Bundling is a pricing strategy that many companies use to get their customers to buy more than they usually would. Bundling is taking more than one product and selling it as one with one price. The price of the bundle is usually set at a lower price than the products would individually sell. This gets the consumer that may have originally set out to buy only one product to consider buying two or three products to receive a discount on their original product and get more value by having the other products.
There are two types of bundling. The first is pure bundling the second is mixed bundling. Qwest uses mixed bundling which gives the consumer the option of purchasing their products either separate or bundling them. Pure bundling is selling the products in a bundle exclusively. Many products at the store seem to utilize this pure bundling.

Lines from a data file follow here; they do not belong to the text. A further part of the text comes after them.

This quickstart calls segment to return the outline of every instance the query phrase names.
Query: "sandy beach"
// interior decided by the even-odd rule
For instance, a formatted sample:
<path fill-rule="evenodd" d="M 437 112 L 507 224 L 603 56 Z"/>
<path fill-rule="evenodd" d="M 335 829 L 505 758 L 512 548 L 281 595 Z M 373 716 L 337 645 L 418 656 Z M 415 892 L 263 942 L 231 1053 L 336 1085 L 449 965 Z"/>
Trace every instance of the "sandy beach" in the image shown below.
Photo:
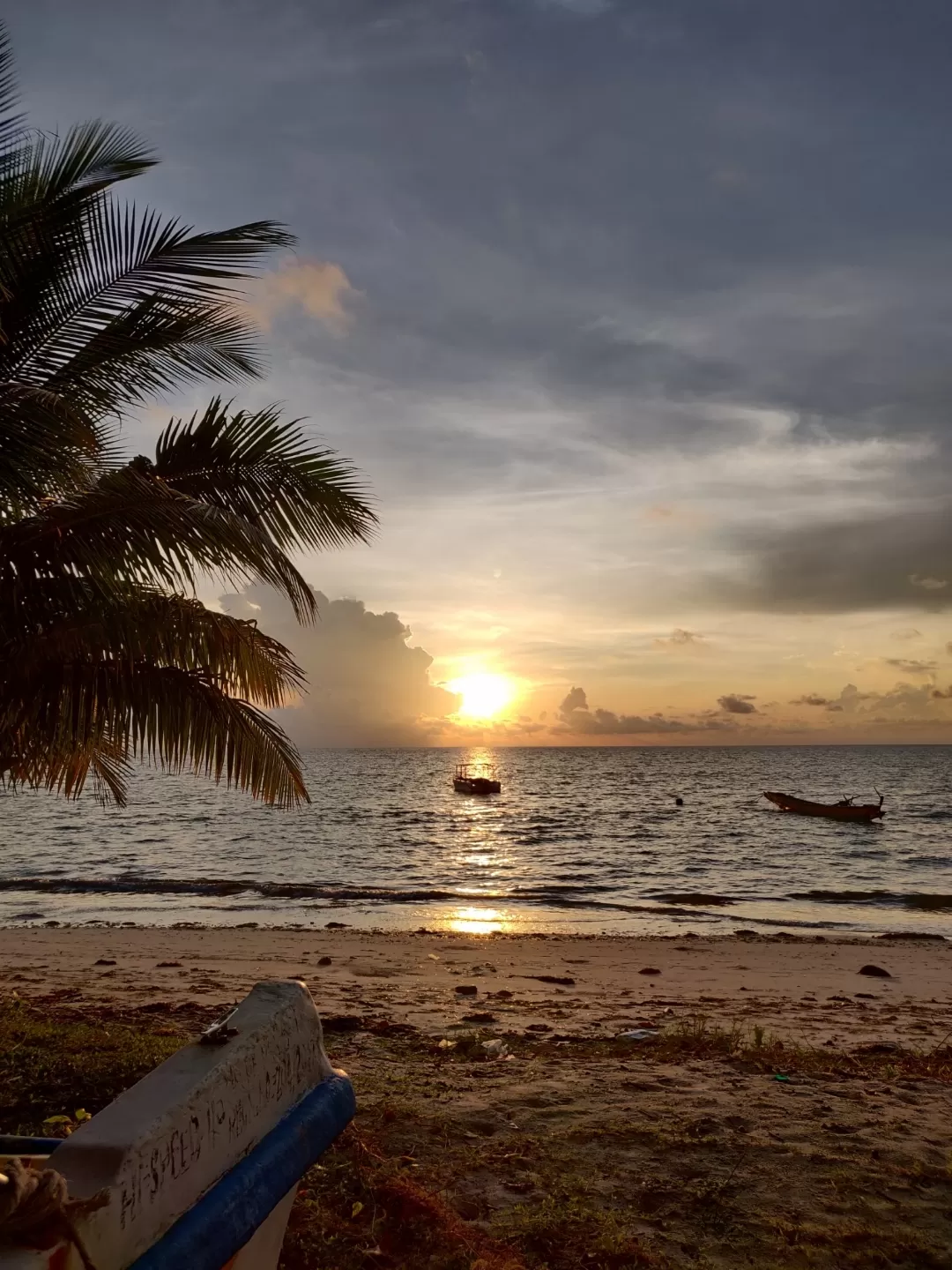
<path fill-rule="evenodd" d="M 873 965 L 886 975 L 862 974 Z M 0 991 L 143 1006 L 226 1003 L 259 979 L 305 979 L 324 1015 L 442 1034 L 612 1036 L 702 1013 L 805 1044 L 937 1044 L 952 1030 L 952 942 L 364 933 L 327 928 L 0 928 Z"/>
<path fill-rule="evenodd" d="M 11 1036 L 174 1048 L 281 977 L 359 1107 L 283 1270 L 952 1266 L 949 942 L 0 930 Z"/>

Pure bundling and mixed bundling are profitable only when direct segment discrimination is not possible and the demands of the produces are negatively correlated. Mixed bundling is profitable when the marginal costs are low. Qwest is a perfect example of mixed bundling. Their costs for adding cable internet to a customer that is purchasing cable TV is very small.
I am of the opinion that many companies do not have the time or resources to research their own product's demand and supply to utilize bundling to its fullest extent. Many small business owners learn whether or not bundling is profitable through trial and error rather than market research. Larger companies like Qwest have done very well capitalizing on bundling pricing strategy.